CO-COUNSEL & MEDIATION

Our Services

Co-counsel opportunities not only have over 5,000 clients trusted us with their case, but we are also proud that a substantial source of this business is derived from referrals from other attorneys. The Davis Law Group has extensive experience litigating cases in State Court, Federal Court, and before the Workers’ Compensation Commission. We welcome the opportunity to take over prosecution of your case or work side-by-side to help achieve fair results for your client.

Attorney Ric Davis is recognized as a certified mediator by the South Carolina Supreme Court. When he walks into a mediation, he brings to the table over thirty-five years of litigation experience. This experience is invaluable when it comes to helping parties distill their case down to the most important issues and assessing risk of going forward with litigation. Next time you need a mediator who is willing to roll up his sleeves and go to work, call the Davis Law Group.

Mediation Explained

Simply put, mediation is a process where parties meet with their mutually selected, unbiased, and neutral person who helps them negotiate differences and reach a settlement. The meeting among parties can be informal or a scheduled conference and the cases suitable for mediation services include disputes in:

  • Commercial Transactions
  • Personal Injury
  • Worker’s Compensation
  • Construction
  • Divorce
  • Domestic Relations
  • Employment
  • Labor or Community Relations

In addition, other cases may also be included when considering mediation services, especially types that do not involve very complicated procedures or needing a supplement of heavy proof or evidence. Usually, attending mediation conferences can be voluntary for parties unless it is legally mandated.

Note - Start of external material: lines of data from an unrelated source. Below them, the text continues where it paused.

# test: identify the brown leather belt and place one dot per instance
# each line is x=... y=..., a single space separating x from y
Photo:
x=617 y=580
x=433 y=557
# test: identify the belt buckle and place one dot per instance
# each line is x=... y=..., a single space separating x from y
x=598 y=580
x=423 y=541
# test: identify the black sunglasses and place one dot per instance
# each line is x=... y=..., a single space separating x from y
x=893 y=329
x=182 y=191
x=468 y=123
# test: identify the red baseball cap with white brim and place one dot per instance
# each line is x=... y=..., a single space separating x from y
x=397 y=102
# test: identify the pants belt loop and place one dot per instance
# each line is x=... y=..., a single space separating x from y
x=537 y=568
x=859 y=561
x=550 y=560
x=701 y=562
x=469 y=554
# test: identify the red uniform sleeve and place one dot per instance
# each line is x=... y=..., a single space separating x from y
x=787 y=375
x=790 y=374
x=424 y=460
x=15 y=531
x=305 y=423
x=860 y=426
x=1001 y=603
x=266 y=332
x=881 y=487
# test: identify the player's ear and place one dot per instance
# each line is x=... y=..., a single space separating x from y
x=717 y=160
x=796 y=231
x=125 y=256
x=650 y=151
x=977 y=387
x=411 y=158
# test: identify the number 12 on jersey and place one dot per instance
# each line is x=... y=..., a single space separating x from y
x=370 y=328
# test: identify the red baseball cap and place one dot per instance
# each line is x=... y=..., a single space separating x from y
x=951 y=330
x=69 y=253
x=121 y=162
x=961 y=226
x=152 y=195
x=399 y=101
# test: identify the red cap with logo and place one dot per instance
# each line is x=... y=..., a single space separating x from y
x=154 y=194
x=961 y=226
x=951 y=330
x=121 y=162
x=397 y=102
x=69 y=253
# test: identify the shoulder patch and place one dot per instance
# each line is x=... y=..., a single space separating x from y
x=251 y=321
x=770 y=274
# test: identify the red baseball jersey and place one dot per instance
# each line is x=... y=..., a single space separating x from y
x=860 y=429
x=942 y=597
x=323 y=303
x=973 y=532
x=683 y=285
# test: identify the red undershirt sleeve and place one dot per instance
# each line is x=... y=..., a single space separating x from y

How Is Mediation Beneficial To Me?

There isn’t just one good reason why mediation in particular may prove more beneficial than going through traditional litigation or other forms of alternative dispute resolution or ADR. The process of mediation is usually informal and flexible as well as confidential – meaning, the mediators will not disclose any form of information gathered during the session. As a matter of fact, mediators will destroy any notes they took in respect to the ethics of the process. Mediation services have also gained increased popularity by most parties because it is an inexpensive process and a quick one to go through. So overall, factors like affordability, quick settlement, confidentiality, voluntary involvement towards resolution as well preserving a good relationship toward the other parties among other reasons, make choosing mediation more attractive.

One appealing component of mediation is it opens the way to make user friendly resolutions to a dispute. What this means is it encourages the parties involved to create solutions to their problem without having to hurt the other’s interest and arrive at a fair and workable solution. With that being said, it promotes building a healthy relationship between the parties considering that there may have been resentment felt by one party when the complaint was raised or perhaps allow both to continue doing business or improve their working relationship later on.

What Is The Role Of A Mediator?

Mediation leaves the absolute decision power only with the parties involved. The mediator does not make any decision whether the matter is right or fair. The mediator will not make any assessment, comment on accountability, or make an opinion on the possible outcome of winning should the case were to be litigated. 

What a mediator does instead is to act as a catalyst between parties of opposing interest with a goal of bringing them together by making the issue as tangible as it can be for both parties with clarity in mind, as well as to eliminate any obstacles to communication. The mediator will facilitate and guide both in the entire mediation process to avoid conflict, confrontation and ill will. 

What Happens When Mediation Fails?

When beginning the process for mediation, the mediator may well seek agreement from the parties involved to forbear from litigation during the mediation process as well as to hold everything that is discussed within all the various sessions as confidential. Therefore, should not be regarded as an admission or be used against any party in any other types of proceeding following a failed mediation.

When a failed mediation does happen, a party may proceed to try the case and to litigate a decision. This can happen often when parties involved in an emotional mediation think that litigation is preferable. However, it may not always be the case since it is more expensive compared to mediation and parties will still have to pay for the failed mediation. So aside from taking the expenses involved into account, in pursuing litigation, the judge has the final say regarding the issue and therefore, parties will lose their opportunity to be able to participate in coming up with a win-win solution and end up being ruled against completely. When this happens, regardless if the decision puts you or the other party in a bad position, the decision will be final and cannot be changed.